Master Planning Team Solicits Input
Published: Friday, November 30, 2012
Updated: Friday, November 30, 2012 03:11
Olivia Hewitt/The Hoya
Architect Ricardo Dumont presented his firm's plans for Georgetown's expansion to students, faculty and staff Tuesday.
The university’s master planning team held “Planning 101” sessions Tuesday and Wednesday to solicit feedback for its expansion plans that extend through the year 2037.
Students, faculty and staff in attendance asked questions about challenges that the team will face in upcoming months, financial constraints that may affect the plans, the expected timeline of the project and the team’s use of technology.
The university’s master plan includes the conversion of the Georgetown University Hotel and Conference Center into an undergraduate dormitory by 2014, the search for about 100 more acres for Georgetown’s core graduate programs and the consolidation of the School of Continuing Studies into a single 91,000-square-foot campus at the new Georgetown Downtown in Mount Vernon Square that the university purchased this summer.
During the sessions, representatives from the university, developer Forest City Enterprises and design firm Sasaki Associates explained the fundamentals of master planning and spoke of the importance of data collection and collaboration as planning moves forward.
“We can begin pretty basically with the global question of, ‘What is planning?’ university architect Gina Bleck told the audience. “And it’s very critical that [the process] starts and ends with you. We need to include all the spokes to get to a plan that is informed and will help balance the resources that we have. We encourage you to participate because, without your participation, it won’t be a plan that can succeed.”
Ricardo Dumont, an architect at Sasaki, explained the nature of master planning to the audience.
“We need to come up with a plan that is achievable within the heavy normal fiscal constraints that every university faces today,” Dumont said. “We realize that this is not a static plan, but a global and dynamic plan that changes and morphs with universities as they change through time.”
Gregory Janks, director of Sasaki, said that the company will base planning recommendations on data gathered from an interactive Web survey called myCampus, which will use responses from students, faculty and staff to generate a demographic map of campus.

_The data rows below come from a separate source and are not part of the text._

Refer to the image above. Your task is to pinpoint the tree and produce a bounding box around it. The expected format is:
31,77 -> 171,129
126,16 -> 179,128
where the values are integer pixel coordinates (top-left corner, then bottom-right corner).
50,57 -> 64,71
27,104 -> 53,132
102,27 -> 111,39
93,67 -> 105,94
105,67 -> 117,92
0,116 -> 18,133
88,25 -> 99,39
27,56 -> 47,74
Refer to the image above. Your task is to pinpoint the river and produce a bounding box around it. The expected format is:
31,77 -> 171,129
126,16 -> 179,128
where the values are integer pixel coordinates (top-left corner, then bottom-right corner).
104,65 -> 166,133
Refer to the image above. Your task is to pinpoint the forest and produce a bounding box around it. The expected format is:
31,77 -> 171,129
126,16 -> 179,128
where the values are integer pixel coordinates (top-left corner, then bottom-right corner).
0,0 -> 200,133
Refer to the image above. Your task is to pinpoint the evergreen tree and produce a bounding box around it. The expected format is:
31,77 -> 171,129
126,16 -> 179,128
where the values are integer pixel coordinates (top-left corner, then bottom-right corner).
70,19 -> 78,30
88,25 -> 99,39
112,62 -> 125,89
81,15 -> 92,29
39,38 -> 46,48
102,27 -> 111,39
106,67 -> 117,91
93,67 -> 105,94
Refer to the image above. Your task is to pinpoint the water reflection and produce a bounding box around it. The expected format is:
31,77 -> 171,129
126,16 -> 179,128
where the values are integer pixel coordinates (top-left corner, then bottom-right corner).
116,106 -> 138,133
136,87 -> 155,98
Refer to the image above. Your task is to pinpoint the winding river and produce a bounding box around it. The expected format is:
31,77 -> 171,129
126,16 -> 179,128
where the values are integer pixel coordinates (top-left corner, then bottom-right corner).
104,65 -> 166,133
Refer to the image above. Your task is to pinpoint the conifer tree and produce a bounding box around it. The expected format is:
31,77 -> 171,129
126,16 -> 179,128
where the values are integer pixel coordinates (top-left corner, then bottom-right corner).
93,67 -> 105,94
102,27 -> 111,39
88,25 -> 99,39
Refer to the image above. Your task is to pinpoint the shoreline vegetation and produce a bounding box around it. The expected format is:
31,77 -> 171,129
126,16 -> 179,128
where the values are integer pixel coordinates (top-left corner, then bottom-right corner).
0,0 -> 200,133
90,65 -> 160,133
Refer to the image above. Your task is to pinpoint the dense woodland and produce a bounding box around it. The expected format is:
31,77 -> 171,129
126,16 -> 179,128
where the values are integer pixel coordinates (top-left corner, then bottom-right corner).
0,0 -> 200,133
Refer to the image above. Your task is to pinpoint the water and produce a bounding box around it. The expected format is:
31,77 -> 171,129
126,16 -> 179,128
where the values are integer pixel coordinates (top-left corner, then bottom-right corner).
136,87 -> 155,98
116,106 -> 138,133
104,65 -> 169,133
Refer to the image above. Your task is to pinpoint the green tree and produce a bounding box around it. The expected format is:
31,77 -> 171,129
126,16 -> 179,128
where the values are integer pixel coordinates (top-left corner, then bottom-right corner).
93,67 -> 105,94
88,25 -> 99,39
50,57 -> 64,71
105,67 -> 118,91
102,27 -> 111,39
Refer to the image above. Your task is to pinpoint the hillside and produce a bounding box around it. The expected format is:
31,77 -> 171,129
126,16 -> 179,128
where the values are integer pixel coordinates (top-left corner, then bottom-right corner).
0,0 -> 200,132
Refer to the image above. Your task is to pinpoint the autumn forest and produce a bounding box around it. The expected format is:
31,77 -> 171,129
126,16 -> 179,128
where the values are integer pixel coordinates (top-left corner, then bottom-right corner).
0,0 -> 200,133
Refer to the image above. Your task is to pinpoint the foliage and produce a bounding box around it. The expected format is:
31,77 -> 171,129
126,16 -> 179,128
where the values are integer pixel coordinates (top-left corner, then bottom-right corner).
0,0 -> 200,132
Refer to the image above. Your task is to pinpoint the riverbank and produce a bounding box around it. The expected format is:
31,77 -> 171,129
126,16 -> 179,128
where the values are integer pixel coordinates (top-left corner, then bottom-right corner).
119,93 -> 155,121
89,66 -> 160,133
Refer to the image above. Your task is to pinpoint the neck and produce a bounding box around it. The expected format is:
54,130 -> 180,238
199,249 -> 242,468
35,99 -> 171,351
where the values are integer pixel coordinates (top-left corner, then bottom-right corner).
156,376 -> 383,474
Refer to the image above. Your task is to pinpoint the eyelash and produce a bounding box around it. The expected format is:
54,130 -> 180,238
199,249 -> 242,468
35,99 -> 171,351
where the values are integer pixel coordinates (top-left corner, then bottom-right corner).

“We want to know what are the right data elements and how do we introduce them at the strategic level,” Janks said. “[In myCampus] you can tag different aspects of the campus for where different activities occur. We’re really interested in how people physically inhabit the space, and you can track movement patterns. A lot of times these maps are really a game changer.”
Deborah Salzberg, director of the Washington office of Forest City, said that the developer is also heavily reliant on data for its plans.
“We see what exists and envision what it can be,” Salzberg said. “We don’t promise more than we can deliver and we deliver what we say we will.”
Salzberg added that the planning period would last between nine and 12 months.
“After 12 months, the energy starts to wane,” she said.
Bleck cited the university’s Jesuit mission as crucial to the planning process.
“The underpinning foundation [of the plans] is the university’s mission — that we are Catholic and Jesuit, diverse, committed to excellence and that we educate the collective lifelong learners as responsible members who live for others,” Bleck said.